Zweite AS Behandlung bei Jungvolk

  • Hallo Imkerfreunde.


    Ich bin neu im Forum und auch erst dabei meinen ersten Ableger zu betreuen.
    Die erste AS Behandlung habe ich schon gemacht und zur Zeit fütter ich ein.
    Nun meine Frage:
    Das Volk ist noch einzargig und ich arbeite mit 60%iger AS, wieviel ml sollte man nehmen, ohne das das Volk Schaden nimmt?
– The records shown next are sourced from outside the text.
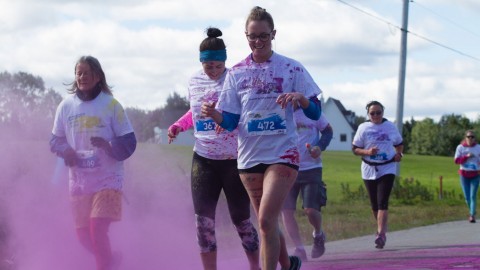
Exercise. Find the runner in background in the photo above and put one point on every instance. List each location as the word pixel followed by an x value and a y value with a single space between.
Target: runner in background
pixel 313 138
pixel 214 165
pixel 93 135
pixel 380 145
    Vielen Dank im Voraus.


    LG Katrin

    Sei du selbst, denn die Anderen gibt es schon! :Biene:

  • Hallo Katrin !


    1. Gegenfrage:
    Welche Art der Darreichung möchtest DU nehmen ? z.B. Schwammtuch, Nassenheider,


    2. Gegenfrage:
    Ist eine Behandlung notwenig oder einfach Säure drauf ? Bienenprobe LINK


    Gruß
    der Bienen
    Knecht

    Aus der Übertreibung der Warnungen,
    ist die Unterschätzung der Realität geworden.

  • Hallo Bienenknecht!


    Ich habe den Liebig Dispenser.
    Ich wollte nach dem Einfüttern noch mal eine Befallskontrolle machen und dann entscheiden.


    LG Katrin

    Sei du selbst, denn die Anderen gibt es schon! :Biene:

  • Beim LD ist eine Gebrachtsanweisung dabei, da sollte draufstehen das bei 1 Zargern für die Langzeitbehandlung 100ml 85% Ameisensäure zu verwenden ist? Im Varroa-Behandlungskonzept BW empfehlen sie für dieses Jahr für beide Behandlungen 140ml 60%ige Ameisensäure(Einzarger). Nur so als Orientierungshilfe... aber eigentlich sollte eine einmalige Behandlung nach der Auffütterung ausreichen, wenn der Ableger richtig erstellt und im brutfreien Zustand mit Milchsäure behandelt wurde.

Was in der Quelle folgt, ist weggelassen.